Pengertian Aqiqah, Hukum Aqiqah dan Ketentuannya Sesuai Syari’at

Sejarah Aqiqah dan Budaya Aqiqah seorang Muslim di Luar Negeri

 

7588: عَنْ عَائِشَةَ رض قَالَتْ: عَقَّ رَسُوْلُ اللهِ ص عَنِ اْلحَسَنِ وَ اْلحُسَيْنِ يَوْمَ السَّابِعِ وَ سَمَّاهُمَا وَ اَمَرَ اَنْ يُمَاطَ عَنْ رُؤُوْسِهِمَا اْلاَذَى. الحاكم فى المستدرك 4: 264، رقم

Artinya :

Dari ‘Aisyah RA, ia berkata, “Rasulullah SAW pernah ber’aqiqah untuk Hasan dan Husain pada hari ke-7 dari kelahirannya, beliau memberi namadan memerintahkan supaya dihilangkan kotoran dari kepalanya (dicukur)“.[HR. Hakim, dalam Al-Mustadrak juz 4, hal. 264, no. 7588]

 

Hadist diatas menjelaskan bahwa Rasulullah pernah melakukan Aqiqah untuk anaknya Hasan dan Husain, dan menjadikan Aqiqah ini menjadi sunnah yang dianjurkan (sunnah muakkad). Dan anjuran aqiqah untuk bayi laki laki adalah 2 ekor kambing sedangkan untuk bayi perempuan 1 ekor kambing.

Karena hukumnya sunnah muakkad, walaupun tidak melakukan aqiqah, tidak mendapatkan dosa. Namun banyak para ulama yang mengatakan, jika tidak melakukan aqiqah, kita harus melakukan aqiqahnya saat dia sudah baligh.

Buraidah berkata : Dahulu kami di masa jahiliyah apabila seseorang diantara kami mempunyai anak, maka ia harus menyembelih kambing dan melumuri kepalanya dengan darah kambing itu.
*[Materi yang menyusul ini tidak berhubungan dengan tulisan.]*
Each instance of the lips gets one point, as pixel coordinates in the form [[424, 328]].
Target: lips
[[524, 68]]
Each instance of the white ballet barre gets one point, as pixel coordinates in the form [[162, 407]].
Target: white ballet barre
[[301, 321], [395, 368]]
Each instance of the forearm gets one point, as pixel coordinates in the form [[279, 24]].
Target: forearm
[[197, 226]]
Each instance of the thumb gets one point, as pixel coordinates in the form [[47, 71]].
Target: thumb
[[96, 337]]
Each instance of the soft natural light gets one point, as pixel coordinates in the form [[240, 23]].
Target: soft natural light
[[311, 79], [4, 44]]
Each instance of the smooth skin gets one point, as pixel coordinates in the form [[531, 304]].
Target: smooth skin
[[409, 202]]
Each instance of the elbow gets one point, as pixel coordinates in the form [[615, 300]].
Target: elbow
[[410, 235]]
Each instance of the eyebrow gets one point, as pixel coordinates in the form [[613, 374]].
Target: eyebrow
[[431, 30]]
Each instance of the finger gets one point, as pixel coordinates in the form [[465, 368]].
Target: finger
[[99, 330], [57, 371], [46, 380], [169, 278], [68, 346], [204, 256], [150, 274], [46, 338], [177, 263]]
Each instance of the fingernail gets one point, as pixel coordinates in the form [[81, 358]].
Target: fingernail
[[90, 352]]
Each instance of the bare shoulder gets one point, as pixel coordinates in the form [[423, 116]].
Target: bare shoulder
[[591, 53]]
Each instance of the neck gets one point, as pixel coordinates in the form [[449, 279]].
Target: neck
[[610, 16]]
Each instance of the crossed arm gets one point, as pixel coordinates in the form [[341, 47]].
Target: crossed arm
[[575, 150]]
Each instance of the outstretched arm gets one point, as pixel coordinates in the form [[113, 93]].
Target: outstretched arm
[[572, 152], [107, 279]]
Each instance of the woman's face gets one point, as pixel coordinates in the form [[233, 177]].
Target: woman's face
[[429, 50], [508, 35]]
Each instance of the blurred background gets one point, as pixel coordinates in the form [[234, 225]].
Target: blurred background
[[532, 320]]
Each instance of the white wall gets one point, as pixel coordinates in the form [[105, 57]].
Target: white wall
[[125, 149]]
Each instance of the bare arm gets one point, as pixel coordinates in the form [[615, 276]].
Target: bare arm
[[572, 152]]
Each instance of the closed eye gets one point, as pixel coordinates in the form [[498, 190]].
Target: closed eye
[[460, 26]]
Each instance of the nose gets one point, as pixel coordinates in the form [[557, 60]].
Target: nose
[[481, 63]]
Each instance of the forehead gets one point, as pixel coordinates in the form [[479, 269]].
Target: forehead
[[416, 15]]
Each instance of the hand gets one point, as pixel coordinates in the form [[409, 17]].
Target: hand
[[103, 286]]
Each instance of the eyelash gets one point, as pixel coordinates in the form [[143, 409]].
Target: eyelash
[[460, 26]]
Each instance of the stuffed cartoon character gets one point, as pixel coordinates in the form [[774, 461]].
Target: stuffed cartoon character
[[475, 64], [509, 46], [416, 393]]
Maka setelah Allah mendatangkan Islam, kami menyembelih kambing, mencukur (menggundul) kepala si bayi dan melumurinya dengan minyak wangi. [HR. Abu Dawud juz 3, hal. 107, no. 2843]

Dari ‘Aisyah, ia berkata, “Dahulu orang-orang pada masa jahiliyah apabila mereka ber’aqiqah untuk seorang bayi, mereka melumuri kapas dengan darah ‘aqiqah, lalu ketika mencukur rambut si bayi mereka melumurkan pada kepalanya”. Maka Nabi SAW bersabda, “Gantilah darah itu dengan minyak wangi”. [HR. Ibnu Hibban juz 12, hal. 124, no. 5308]

 

Apakah aqiqah juga dilaksanakan untuk seorang muslim di luar negeri?

Aqiqah ini adalah sunnah Rasulullah, wajib bagi seorang muslim/muslimah memperlajari tentang sunnah-sunnah Rasulullah, oleh karena itu, penduduk muslim/muslimah yang diluar negeri juga melaksanakan aqiqah  sesuai dengan aturan yang ada atau mungkin cara mereka melakukannya berbeda dengan penduduk muslim di Indonesia.